Derrick Henry called his shot.
On April 16, 2012, Henry – then a senior at Yulee High School in Yulee, Fla. – tweeted out “I’m gone win Heisman #Goals #DreamingBig!”
1,335 days later, Henry had to hold back tears as that dream finally was realized. The Alabama running back beat out Stanford’s Christian McCaffrey and Clemson’s Deshaun Watson to take home the 2015 Heisman Trophy, college football’s most prestigious award given to the sport’s most outstanding player.
Henry finished with 1,832 total points. McCaffrey was second with 1,539 points and Watson was third with 1,165 points. Henry is the first running back to win the award since 2009, when fellow Alabama running back Mark Ingram beat out Stanford’s Toby Gerhart in the closest finish in Heisman history.
Henry had a record-setting season for the Crimson Tide. The junior broke fellow Heisman winner Herschel Walker’s 34-year-old SEC single-season record with 1,986 rushing yards and currently is tied for the conference record with 23 rushing touchdowns.
“It’s a dream come true,” Henry said of joining Walker in the pantheon of Heisman winners. “Just being mentioned with that name and being in the fraternity with these guys is a huge honor that I’m blessed to have.”
Just as he did all season long, Henry deflected praise for his exceptional season in the same way that he shook off would-be tacklers en route to the end zone.
“I have teammates and coaches and all the support staff, my family, everybody that has come and supported me and made an effort to get me to where I am today plus every day,” Henry said. “So I just want to thank them for me being able to make it this far.”
Most people would point to Alabama’s 30-16 win over LSU as Henry’s de facto “Heisman moment.” That’s when he rushed for 210 yards and three touchdowns while his Tigers counterpart – then-Heisman favorite Leonard Fournette – was held to 19 carries for 31 yards and a score.
But Henry made sure the rest of his team got their due for his success.
“I credit it all to the team,” Henry said, “All I’m trying to do is help the team win.”
And that selflessness hasn’t gone unnoticed in Tuscaloosa.

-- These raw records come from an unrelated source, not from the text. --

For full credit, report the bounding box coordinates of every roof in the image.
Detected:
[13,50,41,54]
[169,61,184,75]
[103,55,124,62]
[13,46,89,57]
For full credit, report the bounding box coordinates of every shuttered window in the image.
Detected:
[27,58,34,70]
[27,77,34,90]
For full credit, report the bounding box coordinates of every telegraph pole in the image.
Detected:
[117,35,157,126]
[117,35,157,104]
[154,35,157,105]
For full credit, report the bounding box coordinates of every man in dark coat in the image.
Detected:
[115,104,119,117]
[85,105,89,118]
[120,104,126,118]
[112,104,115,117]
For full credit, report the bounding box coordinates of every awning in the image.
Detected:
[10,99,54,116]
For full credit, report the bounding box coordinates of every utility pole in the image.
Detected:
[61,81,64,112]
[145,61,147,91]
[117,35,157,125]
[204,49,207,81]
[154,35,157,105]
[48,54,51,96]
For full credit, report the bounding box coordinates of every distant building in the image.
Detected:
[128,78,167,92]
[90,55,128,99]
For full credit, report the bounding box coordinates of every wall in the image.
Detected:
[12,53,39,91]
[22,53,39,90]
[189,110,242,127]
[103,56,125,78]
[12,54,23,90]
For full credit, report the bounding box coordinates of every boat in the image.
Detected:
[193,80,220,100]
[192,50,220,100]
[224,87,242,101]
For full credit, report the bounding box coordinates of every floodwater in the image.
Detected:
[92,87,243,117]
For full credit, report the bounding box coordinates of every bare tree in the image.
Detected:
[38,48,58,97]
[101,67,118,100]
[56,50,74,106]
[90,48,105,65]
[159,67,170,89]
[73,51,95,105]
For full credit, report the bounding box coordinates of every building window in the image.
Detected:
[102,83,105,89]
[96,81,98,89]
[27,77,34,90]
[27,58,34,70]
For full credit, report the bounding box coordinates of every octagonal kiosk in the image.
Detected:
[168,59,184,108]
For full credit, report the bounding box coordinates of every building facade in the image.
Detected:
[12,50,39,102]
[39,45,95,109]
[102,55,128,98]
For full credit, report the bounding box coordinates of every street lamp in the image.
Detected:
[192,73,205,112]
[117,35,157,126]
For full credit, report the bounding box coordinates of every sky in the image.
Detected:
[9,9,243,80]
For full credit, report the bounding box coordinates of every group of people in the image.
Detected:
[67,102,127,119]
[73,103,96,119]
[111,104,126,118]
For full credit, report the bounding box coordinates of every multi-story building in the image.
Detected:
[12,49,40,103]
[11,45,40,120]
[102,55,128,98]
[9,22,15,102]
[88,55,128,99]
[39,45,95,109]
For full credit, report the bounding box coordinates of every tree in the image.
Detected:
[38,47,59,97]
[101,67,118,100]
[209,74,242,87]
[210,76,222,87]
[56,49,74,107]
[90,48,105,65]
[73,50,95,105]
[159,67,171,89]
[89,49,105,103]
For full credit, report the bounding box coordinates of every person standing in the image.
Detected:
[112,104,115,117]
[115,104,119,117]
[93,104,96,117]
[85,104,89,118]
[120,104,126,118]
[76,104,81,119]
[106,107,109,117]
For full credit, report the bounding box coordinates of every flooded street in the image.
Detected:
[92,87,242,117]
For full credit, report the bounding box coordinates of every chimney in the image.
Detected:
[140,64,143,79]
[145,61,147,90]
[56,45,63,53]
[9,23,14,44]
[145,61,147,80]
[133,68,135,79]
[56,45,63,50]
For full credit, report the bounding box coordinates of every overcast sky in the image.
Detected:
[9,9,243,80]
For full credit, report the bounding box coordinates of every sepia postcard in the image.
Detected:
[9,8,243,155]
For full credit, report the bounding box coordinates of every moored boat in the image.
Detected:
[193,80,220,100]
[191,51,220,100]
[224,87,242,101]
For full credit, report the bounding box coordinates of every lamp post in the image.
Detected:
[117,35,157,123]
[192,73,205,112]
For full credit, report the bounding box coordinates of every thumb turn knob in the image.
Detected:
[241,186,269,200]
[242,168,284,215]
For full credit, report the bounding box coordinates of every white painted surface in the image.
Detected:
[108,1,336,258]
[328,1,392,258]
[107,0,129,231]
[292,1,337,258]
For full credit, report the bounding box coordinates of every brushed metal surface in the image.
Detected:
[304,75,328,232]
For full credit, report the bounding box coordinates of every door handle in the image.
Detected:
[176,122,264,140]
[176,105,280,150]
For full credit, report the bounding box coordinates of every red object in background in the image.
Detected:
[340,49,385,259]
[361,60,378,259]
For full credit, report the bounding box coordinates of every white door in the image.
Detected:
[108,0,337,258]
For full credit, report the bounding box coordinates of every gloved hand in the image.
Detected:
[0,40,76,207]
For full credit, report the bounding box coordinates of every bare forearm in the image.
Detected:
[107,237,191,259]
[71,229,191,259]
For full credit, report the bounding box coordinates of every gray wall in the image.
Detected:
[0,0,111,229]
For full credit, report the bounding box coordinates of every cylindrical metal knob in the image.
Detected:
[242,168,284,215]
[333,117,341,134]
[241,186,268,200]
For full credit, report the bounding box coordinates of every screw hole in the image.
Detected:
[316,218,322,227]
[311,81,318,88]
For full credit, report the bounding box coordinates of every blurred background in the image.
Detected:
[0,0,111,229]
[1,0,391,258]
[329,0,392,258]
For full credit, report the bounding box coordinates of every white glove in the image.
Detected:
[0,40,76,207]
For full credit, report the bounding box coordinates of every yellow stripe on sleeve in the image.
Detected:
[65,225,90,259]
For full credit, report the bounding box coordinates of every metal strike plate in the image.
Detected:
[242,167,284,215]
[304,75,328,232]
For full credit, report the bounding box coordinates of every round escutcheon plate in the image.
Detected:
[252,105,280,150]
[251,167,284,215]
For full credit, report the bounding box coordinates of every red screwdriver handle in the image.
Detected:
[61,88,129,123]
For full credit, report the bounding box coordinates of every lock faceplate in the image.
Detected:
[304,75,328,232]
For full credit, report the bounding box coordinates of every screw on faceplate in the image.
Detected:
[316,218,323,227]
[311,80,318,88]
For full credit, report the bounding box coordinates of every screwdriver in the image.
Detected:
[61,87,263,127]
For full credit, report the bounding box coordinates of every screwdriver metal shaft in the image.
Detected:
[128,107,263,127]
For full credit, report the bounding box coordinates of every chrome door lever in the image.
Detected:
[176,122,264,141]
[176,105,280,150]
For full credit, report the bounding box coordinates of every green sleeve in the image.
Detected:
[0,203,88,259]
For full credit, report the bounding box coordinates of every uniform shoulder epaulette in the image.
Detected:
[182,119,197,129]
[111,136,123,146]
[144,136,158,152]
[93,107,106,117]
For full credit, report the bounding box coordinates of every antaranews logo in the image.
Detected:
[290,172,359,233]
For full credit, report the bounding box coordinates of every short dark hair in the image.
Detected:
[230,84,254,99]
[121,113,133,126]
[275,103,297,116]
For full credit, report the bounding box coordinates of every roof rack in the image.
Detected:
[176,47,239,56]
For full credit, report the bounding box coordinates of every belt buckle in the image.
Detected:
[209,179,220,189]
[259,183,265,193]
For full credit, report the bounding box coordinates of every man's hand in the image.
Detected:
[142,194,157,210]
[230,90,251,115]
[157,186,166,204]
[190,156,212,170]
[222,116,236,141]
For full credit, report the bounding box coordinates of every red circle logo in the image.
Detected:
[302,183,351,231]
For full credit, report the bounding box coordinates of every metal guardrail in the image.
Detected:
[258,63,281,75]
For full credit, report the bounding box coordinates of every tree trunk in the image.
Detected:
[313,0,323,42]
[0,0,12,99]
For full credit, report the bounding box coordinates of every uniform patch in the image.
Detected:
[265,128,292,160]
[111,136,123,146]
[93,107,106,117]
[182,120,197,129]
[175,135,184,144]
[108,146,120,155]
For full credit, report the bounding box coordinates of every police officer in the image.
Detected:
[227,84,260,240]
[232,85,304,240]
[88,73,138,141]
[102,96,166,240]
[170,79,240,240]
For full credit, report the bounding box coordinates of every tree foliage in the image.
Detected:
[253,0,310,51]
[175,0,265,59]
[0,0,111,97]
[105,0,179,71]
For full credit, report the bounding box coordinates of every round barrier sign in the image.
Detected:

“I would say not anybody could represent the University of Alabama, our team, our program, in any more of a first-class way than what Derrick Henry has,” Alabama coach Nick Saban said. “Not just this year and winning the Heisman, but really his entire career.”
Saban was the head coach at Alabama when Ingram became the school’s first Heisman winner, and said that he couldn’t be happier to see Henry add his name to the list.
“These guys are like family to us,” Saban said. “I think it’s the feeling that any parent would get when their children do something really, really special. And this is about as special as it gets.”